Results from the mixture model were shown in Figure $1$. False 
discovery rate of $0.05$ was used for declaring significant changes in red
color between the two conditions for sgRNAs. The vertical lines are dividing sgRNAs into bins accroding to the gene expression levels of their targetted genes.

```{r fig1, fig.cap = "Log fold ratios of sgRNAs vs. gene expression level"}
scatterPlot(nmm.fit$data,fdr=0.05,xlim=c(-0.5,12),ylim=c(-8,5))
```

### Gene level summarization
From the p-values of sgRNAs, gene level p-values were obtained by using modified robust rank aggregation method (alpha-RRA). Log ratios were also summarized at gene level.
```{r pval}
mda231.nmm <- nmm.fit[[1]]
p.gene <- calculateGenePval(exp(mda231.nmm$log_p), mda231.nmm$Gene, 0.05, nperm=10)
gene_fdr <- stats::p.adjust(p.gene$pvalue, method = "fdr")
gene_lfc <- calculateGeneLFC(mda231.nmm$lfc, mda231.nmm$Gene)

gene_summary <- data.frame(gene_pval=unlist(p.gene$pvalue), gene_fdr=as.matrix(gene_fdr), gene_lfc = as.matrix(gene_lfc))
gene_summary$gene <- rownames(gene_summary)
gene_summary <- gene_summary[,c(4,1:3)]
```

### Gene level summarization
From the p-values of sgRNAs, gene level p-values were obtained by using modified robust rank aggregation method (alpha-RRA).

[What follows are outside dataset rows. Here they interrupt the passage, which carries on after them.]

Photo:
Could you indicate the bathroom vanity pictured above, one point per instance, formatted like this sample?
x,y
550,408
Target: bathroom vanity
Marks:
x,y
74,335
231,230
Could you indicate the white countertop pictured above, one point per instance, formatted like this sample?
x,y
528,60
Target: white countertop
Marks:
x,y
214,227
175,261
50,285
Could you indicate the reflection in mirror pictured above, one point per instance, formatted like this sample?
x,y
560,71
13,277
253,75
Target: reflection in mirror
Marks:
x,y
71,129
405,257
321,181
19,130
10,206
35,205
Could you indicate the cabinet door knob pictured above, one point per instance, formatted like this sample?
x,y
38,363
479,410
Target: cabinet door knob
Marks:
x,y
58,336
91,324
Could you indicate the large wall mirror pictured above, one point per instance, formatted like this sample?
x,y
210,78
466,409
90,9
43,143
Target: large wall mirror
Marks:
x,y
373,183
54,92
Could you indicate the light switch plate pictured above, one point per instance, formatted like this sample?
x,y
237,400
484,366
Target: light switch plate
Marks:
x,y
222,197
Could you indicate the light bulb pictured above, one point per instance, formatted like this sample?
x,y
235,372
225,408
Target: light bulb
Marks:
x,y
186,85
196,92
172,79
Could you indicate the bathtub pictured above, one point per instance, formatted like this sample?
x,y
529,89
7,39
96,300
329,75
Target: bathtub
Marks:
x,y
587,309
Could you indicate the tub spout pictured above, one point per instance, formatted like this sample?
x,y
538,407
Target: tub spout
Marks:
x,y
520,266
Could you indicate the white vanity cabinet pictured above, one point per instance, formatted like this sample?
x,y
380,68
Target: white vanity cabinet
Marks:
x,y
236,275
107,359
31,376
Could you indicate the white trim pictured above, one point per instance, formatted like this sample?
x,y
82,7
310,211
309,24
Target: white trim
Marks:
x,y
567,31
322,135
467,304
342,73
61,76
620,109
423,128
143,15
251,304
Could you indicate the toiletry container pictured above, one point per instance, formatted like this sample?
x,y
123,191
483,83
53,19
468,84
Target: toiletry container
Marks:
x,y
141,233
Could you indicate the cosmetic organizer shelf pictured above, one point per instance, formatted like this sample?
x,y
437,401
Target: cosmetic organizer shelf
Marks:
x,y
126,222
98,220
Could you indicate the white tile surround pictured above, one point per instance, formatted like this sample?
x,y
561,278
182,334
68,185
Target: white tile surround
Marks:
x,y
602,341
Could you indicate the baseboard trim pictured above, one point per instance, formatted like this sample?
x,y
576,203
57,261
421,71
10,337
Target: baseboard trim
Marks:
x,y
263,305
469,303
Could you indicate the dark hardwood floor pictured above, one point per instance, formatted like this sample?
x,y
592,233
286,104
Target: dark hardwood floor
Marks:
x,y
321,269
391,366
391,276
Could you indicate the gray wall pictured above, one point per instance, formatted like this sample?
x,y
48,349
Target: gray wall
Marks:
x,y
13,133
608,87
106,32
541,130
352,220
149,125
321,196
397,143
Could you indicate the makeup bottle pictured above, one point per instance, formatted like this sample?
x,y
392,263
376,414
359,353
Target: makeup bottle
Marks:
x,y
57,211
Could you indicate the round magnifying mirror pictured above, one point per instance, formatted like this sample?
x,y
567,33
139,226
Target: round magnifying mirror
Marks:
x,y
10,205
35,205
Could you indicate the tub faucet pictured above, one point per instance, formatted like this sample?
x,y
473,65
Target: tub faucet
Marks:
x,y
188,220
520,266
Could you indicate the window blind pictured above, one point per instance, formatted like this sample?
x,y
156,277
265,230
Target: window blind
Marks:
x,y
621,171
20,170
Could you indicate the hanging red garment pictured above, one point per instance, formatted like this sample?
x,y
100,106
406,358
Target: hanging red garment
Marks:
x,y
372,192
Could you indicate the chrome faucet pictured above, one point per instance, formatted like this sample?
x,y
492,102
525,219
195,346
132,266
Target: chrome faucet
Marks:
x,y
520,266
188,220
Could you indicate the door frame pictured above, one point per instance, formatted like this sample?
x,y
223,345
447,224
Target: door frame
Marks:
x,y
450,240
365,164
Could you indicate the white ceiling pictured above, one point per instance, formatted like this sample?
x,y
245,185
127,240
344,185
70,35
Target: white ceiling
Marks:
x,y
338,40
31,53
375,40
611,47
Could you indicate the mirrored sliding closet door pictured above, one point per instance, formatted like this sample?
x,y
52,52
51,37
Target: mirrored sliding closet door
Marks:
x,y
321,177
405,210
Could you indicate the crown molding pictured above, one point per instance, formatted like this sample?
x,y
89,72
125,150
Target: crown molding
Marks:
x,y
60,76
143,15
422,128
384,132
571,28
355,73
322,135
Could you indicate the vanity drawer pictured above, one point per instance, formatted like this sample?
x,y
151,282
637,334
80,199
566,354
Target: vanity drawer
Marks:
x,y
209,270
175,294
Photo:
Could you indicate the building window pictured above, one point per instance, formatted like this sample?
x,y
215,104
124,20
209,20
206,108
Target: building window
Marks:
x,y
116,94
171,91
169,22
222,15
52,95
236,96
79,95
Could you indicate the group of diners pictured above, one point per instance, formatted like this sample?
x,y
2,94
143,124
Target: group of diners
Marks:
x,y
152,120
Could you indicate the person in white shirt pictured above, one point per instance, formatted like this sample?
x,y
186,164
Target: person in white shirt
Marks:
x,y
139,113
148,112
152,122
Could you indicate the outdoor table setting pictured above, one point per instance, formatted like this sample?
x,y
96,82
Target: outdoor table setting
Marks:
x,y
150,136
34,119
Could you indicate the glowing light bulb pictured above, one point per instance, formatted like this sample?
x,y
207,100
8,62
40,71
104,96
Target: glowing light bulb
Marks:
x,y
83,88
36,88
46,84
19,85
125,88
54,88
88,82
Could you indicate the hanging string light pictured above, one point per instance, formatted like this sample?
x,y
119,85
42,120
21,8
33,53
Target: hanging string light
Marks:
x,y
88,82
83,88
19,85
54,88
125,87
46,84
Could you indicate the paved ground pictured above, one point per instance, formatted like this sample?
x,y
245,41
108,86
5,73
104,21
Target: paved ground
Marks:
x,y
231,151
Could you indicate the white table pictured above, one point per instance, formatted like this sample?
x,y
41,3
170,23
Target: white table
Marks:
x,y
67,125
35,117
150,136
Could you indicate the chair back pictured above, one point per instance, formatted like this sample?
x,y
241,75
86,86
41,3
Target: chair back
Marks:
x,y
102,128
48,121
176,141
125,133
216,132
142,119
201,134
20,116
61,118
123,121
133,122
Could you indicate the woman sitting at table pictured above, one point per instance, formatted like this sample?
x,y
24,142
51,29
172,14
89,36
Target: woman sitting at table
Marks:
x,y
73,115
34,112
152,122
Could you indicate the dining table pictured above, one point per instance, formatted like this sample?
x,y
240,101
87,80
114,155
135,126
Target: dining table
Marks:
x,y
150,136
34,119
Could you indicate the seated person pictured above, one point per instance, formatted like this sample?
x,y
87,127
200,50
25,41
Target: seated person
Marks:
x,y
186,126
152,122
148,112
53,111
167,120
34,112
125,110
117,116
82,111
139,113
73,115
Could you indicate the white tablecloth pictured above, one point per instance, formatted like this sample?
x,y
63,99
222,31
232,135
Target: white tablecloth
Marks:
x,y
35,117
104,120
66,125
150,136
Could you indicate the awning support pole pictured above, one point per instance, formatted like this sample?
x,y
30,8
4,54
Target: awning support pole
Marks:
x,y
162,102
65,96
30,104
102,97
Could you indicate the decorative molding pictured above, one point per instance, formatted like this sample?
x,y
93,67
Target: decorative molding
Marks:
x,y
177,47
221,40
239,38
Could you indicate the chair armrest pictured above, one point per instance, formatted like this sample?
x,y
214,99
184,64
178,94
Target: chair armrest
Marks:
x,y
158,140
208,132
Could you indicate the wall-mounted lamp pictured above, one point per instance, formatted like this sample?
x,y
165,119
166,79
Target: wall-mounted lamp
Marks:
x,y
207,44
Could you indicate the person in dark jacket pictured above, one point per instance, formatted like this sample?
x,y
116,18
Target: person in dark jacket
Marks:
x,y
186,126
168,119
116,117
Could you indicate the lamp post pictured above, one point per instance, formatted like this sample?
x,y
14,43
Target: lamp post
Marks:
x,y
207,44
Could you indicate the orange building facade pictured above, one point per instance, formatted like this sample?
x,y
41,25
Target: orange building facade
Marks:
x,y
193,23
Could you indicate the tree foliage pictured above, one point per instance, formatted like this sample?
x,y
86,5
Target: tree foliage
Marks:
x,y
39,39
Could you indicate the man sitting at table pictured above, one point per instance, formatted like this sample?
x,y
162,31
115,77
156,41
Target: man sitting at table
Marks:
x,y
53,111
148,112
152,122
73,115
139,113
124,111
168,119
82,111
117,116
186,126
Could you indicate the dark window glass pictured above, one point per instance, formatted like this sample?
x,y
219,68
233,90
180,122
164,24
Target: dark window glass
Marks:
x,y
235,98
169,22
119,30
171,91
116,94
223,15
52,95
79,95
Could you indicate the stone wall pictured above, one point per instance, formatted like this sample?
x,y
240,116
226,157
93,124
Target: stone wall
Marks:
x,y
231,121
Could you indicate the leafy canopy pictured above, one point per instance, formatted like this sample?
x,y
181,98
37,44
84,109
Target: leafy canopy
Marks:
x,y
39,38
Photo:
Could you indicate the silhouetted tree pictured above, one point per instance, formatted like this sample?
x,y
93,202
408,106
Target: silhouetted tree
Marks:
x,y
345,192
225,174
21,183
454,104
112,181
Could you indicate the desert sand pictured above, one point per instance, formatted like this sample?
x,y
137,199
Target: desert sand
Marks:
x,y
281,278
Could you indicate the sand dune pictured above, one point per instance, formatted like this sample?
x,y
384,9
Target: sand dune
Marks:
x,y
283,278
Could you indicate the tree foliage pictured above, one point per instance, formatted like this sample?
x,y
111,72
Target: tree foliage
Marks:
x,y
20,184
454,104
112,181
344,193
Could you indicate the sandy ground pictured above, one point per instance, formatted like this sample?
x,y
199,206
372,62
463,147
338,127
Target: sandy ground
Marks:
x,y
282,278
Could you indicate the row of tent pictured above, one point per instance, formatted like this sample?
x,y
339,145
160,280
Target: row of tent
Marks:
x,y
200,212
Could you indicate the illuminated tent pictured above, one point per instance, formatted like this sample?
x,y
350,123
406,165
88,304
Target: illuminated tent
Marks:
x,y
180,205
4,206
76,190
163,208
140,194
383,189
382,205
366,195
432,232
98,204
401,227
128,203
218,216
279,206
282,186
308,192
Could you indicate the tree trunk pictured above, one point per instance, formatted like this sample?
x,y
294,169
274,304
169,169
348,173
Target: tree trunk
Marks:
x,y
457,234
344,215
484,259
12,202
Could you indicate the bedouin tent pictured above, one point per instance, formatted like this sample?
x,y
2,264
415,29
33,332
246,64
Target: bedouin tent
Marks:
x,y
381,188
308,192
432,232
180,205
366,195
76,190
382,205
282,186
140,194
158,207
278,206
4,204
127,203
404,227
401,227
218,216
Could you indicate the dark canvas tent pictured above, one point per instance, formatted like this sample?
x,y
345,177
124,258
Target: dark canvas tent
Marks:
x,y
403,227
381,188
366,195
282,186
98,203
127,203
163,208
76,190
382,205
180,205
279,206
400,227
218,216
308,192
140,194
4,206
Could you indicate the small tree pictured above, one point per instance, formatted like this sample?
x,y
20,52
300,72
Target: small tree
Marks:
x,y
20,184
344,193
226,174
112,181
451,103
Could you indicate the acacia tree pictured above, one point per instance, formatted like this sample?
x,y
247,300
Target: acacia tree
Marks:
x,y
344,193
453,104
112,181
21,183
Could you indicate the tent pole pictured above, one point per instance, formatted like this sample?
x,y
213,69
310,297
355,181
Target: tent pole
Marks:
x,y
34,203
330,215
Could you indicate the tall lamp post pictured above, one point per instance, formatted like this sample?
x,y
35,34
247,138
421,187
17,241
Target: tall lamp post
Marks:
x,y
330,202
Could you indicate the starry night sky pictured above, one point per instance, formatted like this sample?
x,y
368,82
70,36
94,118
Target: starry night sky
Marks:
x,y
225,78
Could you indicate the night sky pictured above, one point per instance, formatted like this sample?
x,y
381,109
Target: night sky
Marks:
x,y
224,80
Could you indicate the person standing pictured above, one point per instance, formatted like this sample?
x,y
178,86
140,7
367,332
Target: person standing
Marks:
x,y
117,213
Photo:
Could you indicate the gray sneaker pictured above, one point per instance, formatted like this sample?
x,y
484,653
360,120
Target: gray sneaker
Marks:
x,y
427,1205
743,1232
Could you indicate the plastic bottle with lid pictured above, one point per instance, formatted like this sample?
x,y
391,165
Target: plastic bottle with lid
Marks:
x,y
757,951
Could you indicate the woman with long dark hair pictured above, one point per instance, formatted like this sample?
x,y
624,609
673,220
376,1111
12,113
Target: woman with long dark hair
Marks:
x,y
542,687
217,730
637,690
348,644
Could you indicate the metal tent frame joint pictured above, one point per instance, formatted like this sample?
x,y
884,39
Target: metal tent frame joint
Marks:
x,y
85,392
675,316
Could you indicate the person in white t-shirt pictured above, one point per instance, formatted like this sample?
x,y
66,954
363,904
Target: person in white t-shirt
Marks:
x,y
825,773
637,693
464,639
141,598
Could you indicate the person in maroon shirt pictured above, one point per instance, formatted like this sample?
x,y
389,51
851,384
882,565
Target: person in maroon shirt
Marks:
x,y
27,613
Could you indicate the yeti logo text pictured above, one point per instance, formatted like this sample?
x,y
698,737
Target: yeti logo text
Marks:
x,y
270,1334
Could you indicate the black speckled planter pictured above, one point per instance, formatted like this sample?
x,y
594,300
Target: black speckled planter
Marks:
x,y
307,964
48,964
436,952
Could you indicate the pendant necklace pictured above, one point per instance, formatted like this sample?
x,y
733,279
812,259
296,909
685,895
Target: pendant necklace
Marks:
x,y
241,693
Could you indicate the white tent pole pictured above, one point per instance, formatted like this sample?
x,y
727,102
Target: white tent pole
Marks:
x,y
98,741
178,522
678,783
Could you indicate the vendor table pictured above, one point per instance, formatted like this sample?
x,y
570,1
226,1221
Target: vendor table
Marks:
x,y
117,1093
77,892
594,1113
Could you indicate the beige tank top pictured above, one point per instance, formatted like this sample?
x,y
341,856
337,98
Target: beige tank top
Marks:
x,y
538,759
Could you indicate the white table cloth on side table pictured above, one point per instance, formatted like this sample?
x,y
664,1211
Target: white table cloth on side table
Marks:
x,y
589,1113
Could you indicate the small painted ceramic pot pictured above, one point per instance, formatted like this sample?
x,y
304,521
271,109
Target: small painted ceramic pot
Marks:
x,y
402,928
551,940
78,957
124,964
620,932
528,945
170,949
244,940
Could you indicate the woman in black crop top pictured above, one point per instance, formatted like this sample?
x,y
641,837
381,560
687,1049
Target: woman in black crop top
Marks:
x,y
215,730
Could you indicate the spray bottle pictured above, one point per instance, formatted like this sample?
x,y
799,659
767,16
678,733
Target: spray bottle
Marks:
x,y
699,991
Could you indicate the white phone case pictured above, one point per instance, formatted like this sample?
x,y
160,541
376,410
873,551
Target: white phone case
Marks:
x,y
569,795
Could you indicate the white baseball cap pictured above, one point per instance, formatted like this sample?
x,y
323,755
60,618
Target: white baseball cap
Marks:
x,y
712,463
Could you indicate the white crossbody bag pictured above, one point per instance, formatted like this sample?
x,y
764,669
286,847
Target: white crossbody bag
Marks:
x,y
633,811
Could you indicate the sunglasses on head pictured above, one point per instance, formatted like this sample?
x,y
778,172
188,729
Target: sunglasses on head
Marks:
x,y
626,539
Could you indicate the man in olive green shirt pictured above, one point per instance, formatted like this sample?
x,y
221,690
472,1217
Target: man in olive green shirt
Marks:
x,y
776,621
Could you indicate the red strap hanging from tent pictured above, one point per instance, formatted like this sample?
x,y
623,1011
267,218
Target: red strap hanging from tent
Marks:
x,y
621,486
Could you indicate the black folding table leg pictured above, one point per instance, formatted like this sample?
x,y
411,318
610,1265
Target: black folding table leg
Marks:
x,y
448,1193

Log ratios were also summarized at gene level.
```{r summary}
#extract gene expression data
gene.express <- mda231.nmm %>% group_by(Gene) %>% summarise_at(vars(exp.level.log2), max)
#merge gene summary with gene expression
gdata <- left_join(gene_summary, gene.express, by = c("gene" = "Gene"))
gdata <- gdata %>% filter(is.na(exp.level.log2)==FALSE)
# density plot and ridge plot
gdata$gene.fdr <- gdata$gene_fdr
data <- preparePlotData(gdata, gdata$gene.fdr)
```

Results from CEDA were shown in Figure $2$. The points in the scatter plot were stratified into five color groups based on FDR. The 2D contour lines showed how the points distributed in 3D space. 
```{r fig2, fig.cap = "2D density plot of gene log fold ratios vs. gene expression level for different FDR groups"}
densityPlot(data)
```

The density plot of CEDA results shows that the groups of genes selected by CEDA (FDR<0.05, yellow, blue, and red) showed higher expression median values compared to the rest of genes (purple, green).